From Atoms to Algorithms: Machine Learning Approaches to Cathode Material Innovation in Zinc-Ion Batteries

Abstract

Zinc-ion batteries (ZIBs) have emerged as strong contenders for future energy storage technologies owing to their inherent safety, low cost and eco-friendly nature. Despite this, achieving high-performance cathode materials continues to be a significant hurdle in their advancement. This review explores the application of machine learning (ML) to accelerate the discovery and optimization of cathode materials for zinc-ion batteries (ZIBs). Beyond material selection, we also emphasize how ML methodologies extend to predicting and optimizing critical parameters such as synthesis methods and electrode-electrolyte interactions, factors that significantly influence the electrochemical performance of ZIBs.
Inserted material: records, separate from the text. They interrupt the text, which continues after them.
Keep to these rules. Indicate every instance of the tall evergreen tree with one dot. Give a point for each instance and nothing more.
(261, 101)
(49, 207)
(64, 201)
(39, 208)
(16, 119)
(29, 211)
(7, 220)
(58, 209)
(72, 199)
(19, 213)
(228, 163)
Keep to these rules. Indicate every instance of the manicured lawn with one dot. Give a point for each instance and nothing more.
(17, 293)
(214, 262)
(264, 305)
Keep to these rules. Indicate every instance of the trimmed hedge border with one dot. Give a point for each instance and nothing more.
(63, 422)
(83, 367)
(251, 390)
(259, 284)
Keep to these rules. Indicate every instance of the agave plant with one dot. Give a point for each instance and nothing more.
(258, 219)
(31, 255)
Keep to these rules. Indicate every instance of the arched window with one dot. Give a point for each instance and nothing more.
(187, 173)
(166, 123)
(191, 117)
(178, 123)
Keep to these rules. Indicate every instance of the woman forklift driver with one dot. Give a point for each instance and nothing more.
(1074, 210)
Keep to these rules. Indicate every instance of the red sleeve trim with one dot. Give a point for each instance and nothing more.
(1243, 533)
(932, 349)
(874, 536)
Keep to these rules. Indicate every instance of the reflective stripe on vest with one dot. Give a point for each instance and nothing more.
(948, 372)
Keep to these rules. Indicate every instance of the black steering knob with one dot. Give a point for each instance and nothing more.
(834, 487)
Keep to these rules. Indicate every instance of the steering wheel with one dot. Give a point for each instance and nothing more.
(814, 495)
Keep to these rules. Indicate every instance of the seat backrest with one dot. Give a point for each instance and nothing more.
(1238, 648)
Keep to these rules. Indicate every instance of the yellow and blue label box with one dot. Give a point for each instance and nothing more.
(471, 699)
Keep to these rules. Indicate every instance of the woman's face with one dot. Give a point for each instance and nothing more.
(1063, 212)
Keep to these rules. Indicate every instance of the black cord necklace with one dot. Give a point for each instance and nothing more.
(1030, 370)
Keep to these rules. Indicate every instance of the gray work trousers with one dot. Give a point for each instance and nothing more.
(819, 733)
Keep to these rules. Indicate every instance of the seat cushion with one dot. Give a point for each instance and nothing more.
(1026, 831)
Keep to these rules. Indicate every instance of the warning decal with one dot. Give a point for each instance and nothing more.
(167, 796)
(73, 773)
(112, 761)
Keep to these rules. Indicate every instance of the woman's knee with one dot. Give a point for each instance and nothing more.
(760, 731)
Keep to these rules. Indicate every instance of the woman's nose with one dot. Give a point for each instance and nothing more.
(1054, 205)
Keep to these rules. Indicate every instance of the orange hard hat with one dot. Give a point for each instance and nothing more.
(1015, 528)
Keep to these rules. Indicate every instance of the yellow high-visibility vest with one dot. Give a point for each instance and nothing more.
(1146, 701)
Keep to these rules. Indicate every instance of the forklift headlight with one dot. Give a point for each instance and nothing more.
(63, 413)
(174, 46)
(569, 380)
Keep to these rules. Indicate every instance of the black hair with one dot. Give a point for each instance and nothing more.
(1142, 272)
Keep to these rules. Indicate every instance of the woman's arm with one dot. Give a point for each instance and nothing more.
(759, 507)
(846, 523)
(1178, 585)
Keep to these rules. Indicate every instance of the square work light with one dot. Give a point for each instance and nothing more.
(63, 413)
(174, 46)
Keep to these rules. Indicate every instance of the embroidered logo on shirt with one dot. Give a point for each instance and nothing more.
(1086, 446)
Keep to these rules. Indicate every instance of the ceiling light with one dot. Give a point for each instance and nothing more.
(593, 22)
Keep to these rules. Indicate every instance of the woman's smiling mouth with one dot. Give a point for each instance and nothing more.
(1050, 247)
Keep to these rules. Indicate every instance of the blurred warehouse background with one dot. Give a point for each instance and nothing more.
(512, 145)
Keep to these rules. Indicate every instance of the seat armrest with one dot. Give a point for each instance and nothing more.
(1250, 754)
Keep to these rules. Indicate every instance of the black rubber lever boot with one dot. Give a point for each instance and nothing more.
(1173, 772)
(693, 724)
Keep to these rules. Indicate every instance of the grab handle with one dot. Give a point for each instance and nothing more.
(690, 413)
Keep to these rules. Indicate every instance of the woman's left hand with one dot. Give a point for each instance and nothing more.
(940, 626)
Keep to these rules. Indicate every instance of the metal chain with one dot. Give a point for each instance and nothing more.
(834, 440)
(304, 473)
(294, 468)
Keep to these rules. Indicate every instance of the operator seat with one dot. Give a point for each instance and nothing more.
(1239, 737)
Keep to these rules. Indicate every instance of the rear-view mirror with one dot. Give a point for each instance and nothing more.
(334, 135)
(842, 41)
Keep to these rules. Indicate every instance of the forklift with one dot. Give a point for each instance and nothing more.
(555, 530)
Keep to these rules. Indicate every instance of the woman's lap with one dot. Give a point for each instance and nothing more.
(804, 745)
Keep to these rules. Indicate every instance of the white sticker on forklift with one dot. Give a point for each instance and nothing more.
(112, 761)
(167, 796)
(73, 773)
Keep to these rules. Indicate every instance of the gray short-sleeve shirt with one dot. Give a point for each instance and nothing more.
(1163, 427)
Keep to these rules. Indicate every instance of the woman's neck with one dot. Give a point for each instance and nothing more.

By leveraging diverse ML models and algorithms, researchers can predict key material properties, evaluate structure-function relationships, and assess the viability of candidate materials for cathode applications. The review further discusses the integration of ML in informatics-driven design and synthesis route optimization while addressing challenges including limited data availability, model interpretability, and the need for experimental validation. Finally, we highlight future directions such as the development of standardized datasets, incorporation of explainable AI, and the convergence of experimental, computational workflows to unlock the full potential of ML in advancing next-generation ZIB technologies.